Premium coffee maker Illycaffé may bring new investors on board in the medium term but the founding family wants to keep control of the business, CEO Massimiliano Pogliani said on Tuesday.
The Italian company, which was founded 86 years by Francesco Illy, has rebuffed overtures from bigger rivals looking to buy the brand, its Chairman Andrea Illy said last year.
In October Illycaffé signed a licensing deal with conglomerate JAB Holding to produce and sell Illy-branded coffee pods that work in rival Nestle's Nespresso machines.
But the Illys stopped short of giving JAB - the holding company of Germany's Reimann family and owner of other coffee companies including Jacob Douwe Egberts and Keurig Dr Pepper - a stake in the group.
Not For Sale
"Illycaffé is not up for sale," Pogliani said when asked whether JAB could become a shareholder in future, adding the Reimanns would probably not be satisfied with a minority stake.
The Illy family, however, could bring in investors to speed up a plan laid out in 2016 to double revenue in 10 years, Pogliani added.
"If acceleration is needed a new partner could be let in," Pogliani said, adding current shareholders would have a final say on such a decision and would prefer investors with a long-term horizon.
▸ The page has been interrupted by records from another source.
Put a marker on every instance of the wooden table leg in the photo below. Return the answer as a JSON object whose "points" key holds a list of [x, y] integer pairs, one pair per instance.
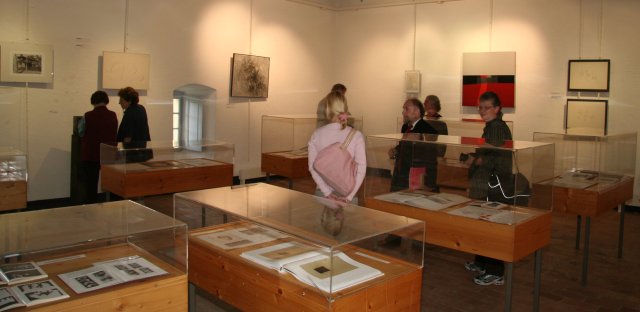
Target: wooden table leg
{"points": [[192, 297], [578, 231], [585, 257], [536, 280], [508, 275], [621, 230]]}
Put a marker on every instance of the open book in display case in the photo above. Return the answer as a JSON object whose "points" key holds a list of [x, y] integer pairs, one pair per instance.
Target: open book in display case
{"points": [[308, 252], [152, 168], [13, 179], [104, 257]]}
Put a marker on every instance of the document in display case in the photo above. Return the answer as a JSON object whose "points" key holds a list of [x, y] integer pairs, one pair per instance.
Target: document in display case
{"points": [[505, 172], [88, 257], [309, 252], [152, 168], [284, 143], [13, 179], [593, 174], [476, 196]]}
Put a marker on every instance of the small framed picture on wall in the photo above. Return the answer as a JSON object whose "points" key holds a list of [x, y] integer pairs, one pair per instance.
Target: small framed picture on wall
{"points": [[589, 75], [412, 81], [586, 117]]}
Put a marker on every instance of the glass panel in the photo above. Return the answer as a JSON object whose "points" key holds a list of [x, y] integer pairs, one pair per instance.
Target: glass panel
{"points": [[464, 168]]}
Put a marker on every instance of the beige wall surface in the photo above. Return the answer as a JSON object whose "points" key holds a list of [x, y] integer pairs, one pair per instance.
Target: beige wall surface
{"points": [[192, 42]]}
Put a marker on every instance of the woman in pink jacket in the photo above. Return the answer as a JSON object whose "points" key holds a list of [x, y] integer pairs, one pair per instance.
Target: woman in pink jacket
{"points": [[336, 130]]}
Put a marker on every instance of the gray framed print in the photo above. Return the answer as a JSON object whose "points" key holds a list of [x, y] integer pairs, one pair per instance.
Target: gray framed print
{"points": [[26, 62], [250, 76], [412, 81], [589, 75], [586, 117]]}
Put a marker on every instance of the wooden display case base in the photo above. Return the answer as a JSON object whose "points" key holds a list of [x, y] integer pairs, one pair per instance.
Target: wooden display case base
{"points": [[251, 287], [167, 293], [13, 195], [283, 164], [129, 184], [590, 202]]}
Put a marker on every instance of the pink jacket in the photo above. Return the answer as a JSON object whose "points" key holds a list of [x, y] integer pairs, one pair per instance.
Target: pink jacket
{"points": [[327, 135]]}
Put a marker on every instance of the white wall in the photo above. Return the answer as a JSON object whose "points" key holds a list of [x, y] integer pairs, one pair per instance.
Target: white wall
{"points": [[310, 48], [189, 42], [375, 46]]}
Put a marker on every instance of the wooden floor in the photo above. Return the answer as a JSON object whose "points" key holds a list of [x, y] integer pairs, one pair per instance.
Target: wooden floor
{"points": [[614, 284]]}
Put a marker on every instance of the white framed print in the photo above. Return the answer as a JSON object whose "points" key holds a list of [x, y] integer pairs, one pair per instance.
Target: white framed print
{"points": [[589, 75], [26, 62], [412, 81], [121, 70]]}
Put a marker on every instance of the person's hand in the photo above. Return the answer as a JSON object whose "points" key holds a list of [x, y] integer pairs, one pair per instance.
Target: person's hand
{"points": [[392, 153], [337, 198]]}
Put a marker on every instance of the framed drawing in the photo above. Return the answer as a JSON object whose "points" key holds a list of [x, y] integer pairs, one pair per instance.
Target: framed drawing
{"points": [[250, 76], [120, 70], [586, 117], [412, 81], [489, 71], [26, 62], [589, 75]]}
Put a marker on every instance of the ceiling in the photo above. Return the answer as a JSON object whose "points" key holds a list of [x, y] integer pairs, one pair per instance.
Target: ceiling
{"points": [[342, 5]]}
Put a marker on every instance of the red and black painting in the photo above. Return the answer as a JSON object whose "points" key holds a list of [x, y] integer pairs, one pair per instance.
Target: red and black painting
{"points": [[474, 85]]}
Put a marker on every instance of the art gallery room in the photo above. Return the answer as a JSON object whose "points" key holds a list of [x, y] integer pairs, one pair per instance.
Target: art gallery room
{"points": [[319, 155]]}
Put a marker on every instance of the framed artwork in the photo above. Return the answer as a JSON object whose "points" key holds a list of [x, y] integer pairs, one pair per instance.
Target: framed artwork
{"points": [[26, 62], [250, 76], [412, 81], [488, 71], [589, 75], [121, 70], [586, 117]]}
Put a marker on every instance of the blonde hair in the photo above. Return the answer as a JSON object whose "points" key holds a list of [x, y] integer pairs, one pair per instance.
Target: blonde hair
{"points": [[336, 104]]}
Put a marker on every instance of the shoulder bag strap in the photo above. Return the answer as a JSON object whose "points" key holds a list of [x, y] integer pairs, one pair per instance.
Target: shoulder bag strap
{"points": [[347, 141]]}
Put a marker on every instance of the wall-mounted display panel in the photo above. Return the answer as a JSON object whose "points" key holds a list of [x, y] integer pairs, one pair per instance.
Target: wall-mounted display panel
{"points": [[121, 70], [586, 117], [488, 71], [26, 62], [589, 75]]}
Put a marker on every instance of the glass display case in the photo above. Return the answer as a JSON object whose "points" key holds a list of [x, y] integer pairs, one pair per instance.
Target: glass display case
{"points": [[13, 179], [118, 254], [465, 127], [152, 168], [474, 169], [594, 162], [310, 252], [284, 143], [598, 167]]}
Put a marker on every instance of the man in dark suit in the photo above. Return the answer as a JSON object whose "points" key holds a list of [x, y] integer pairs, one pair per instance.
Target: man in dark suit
{"points": [[411, 156], [100, 126]]}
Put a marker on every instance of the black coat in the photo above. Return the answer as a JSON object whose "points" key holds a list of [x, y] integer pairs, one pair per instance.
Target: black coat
{"points": [[134, 126]]}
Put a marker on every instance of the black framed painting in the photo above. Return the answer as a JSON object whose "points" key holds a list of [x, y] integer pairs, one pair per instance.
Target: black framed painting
{"points": [[589, 75], [250, 76]]}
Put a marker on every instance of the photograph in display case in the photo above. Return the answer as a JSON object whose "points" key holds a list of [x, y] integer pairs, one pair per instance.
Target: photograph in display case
{"points": [[586, 117], [250, 76], [26, 62], [589, 75], [488, 71]]}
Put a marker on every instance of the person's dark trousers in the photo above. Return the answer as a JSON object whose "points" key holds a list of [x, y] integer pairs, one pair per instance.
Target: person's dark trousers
{"points": [[493, 266], [89, 174]]}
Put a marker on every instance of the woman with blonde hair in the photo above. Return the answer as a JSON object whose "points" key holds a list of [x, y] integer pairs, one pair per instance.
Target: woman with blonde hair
{"points": [[337, 131]]}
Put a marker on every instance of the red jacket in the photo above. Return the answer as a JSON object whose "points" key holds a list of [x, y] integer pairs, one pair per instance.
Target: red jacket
{"points": [[101, 126]]}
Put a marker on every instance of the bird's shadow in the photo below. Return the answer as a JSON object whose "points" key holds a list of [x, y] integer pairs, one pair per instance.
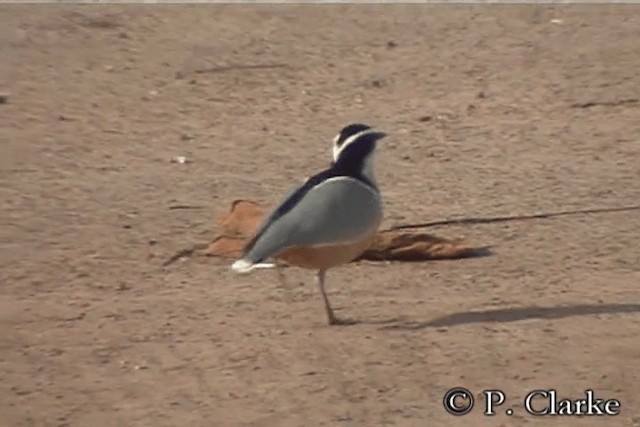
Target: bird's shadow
{"points": [[504, 315]]}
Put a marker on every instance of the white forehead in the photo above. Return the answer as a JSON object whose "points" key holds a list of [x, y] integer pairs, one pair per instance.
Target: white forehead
{"points": [[337, 150]]}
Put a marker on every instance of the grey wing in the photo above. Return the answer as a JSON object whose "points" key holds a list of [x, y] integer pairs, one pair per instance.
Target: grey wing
{"points": [[339, 210]]}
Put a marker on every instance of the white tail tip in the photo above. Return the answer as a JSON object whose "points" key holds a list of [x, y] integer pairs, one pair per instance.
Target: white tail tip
{"points": [[244, 266]]}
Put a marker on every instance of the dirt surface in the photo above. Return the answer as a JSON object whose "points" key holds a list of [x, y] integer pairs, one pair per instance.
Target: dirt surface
{"points": [[491, 110]]}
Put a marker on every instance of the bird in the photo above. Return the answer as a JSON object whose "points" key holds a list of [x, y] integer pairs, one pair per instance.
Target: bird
{"points": [[328, 220]]}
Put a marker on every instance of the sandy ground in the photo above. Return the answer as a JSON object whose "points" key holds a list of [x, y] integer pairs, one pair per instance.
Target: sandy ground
{"points": [[491, 110]]}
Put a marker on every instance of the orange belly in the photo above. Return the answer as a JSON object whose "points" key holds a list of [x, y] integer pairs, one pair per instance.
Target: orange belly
{"points": [[324, 257]]}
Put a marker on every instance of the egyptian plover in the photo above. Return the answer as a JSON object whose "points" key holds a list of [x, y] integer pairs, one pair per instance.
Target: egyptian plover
{"points": [[331, 219]]}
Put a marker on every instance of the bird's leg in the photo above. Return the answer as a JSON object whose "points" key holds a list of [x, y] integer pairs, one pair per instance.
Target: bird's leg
{"points": [[333, 320], [281, 277]]}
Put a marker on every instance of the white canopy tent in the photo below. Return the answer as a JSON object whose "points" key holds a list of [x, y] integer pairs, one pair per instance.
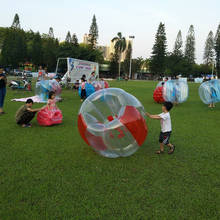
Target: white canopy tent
{"points": [[77, 68]]}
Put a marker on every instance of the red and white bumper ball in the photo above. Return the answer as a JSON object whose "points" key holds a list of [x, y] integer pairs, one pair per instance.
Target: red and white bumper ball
{"points": [[112, 122], [48, 117], [100, 85], [158, 93]]}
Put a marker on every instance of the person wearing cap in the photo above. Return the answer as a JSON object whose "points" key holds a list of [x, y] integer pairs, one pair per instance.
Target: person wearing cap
{"points": [[25, 114], [3, 82]]}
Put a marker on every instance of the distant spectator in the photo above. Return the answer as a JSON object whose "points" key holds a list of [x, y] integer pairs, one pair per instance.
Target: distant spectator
{"points": [[25, 114]]}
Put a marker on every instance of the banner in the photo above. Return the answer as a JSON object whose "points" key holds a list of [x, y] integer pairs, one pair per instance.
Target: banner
{"points": [[78, 68]]}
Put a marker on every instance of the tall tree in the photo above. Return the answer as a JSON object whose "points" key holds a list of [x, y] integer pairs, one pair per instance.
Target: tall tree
{"points": [[126, 64], [74, 40], [208, 56], [14, 48], [16, 22], [190, 46], [51, 33], [93, 33], [114, 59], [178, 45], [119, 46], [68, 37], [217, 50], [158, 58]]}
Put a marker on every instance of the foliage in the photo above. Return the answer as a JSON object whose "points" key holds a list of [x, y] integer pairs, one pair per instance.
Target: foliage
{"points": [[217, 50], [126, 63], [16, 22], [114, 60], [68, 37], [177, 51], [158, 58], [209, 49], [14, 49], [74, 40], [120, 46], [190, 46], [93, 33]]}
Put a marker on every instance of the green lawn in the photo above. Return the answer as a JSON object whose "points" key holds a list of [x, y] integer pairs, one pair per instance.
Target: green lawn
{"points": [[50, 173]]}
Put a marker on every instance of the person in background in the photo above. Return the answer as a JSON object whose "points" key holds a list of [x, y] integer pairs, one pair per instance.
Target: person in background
{"points": [[3, 82], [25, 114], [166, 127]]}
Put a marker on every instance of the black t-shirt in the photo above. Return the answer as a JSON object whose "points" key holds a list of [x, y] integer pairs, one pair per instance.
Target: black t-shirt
{"points": [[2, 81]]}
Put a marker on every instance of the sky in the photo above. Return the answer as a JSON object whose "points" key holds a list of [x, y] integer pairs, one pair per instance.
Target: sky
{"points": [[140, 18]]}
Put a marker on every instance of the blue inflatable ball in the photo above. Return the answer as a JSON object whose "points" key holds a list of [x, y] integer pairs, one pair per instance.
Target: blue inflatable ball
{"points": [[209, 91], [175, 91], [89, 89]]}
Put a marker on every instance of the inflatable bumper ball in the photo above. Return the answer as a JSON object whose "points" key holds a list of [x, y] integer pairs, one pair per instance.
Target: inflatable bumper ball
{"points": [[209, 91], [46, 117], [90, 89], [43, 88], [175, 91], [158, 94], [112, 122]]}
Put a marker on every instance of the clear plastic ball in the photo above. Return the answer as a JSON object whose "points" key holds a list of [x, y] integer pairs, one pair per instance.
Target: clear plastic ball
{"points": [[112, 122]]}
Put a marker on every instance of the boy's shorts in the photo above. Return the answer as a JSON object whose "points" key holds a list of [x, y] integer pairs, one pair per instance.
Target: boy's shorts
{"points": [[165, 137]]}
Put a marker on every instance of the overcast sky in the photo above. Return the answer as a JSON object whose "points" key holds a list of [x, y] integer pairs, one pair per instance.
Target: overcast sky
{"points": [[139, 18]]}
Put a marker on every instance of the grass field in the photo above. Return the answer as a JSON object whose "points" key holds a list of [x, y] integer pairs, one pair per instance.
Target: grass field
{"points": [[50, 173]]}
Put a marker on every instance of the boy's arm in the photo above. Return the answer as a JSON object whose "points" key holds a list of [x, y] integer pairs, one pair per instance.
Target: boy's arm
{"points": [[34, 110], [153, 116]]}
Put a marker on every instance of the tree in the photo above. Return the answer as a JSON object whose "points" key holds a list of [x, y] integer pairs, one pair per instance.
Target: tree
{"points": [[37, 52], [68, 37], [190, 46], [126, 64], [114, 60], [14, 48], [93, 33], [178, 45], [50, 48], [208, 56], [217, 50], [51, 34], [158, 58], [120, 46], [16, 22], [74, 40]]}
Illycaffé has no plans to grow through acquisitions, he said.
"The family wants to keep control of the business," he said, speaking at an event to present the new Nespresso-compatible coffee pods produced with JAB.
Starting from April, JAB will sell the Illy-branded pods through its distribution network in European countries like France, Germany and Spain. Illycaffé will sell Nespresso-compatible pods in Italy, adding the new product to its own capsule system.
Capsules are the fastest-growing business in the coffee sector, Pogliani said, adding sales of Illy pods were rising at a double-digit rate.
The medium-sized company is Italy's third-biggest coffee maker with sales of around €500 million.
Larger rival Lavazza introduced Nespresso-compatible pods in 2017 as the standard created by Nestle became the most popular in Europe, forcing other coffee companies to embrace it.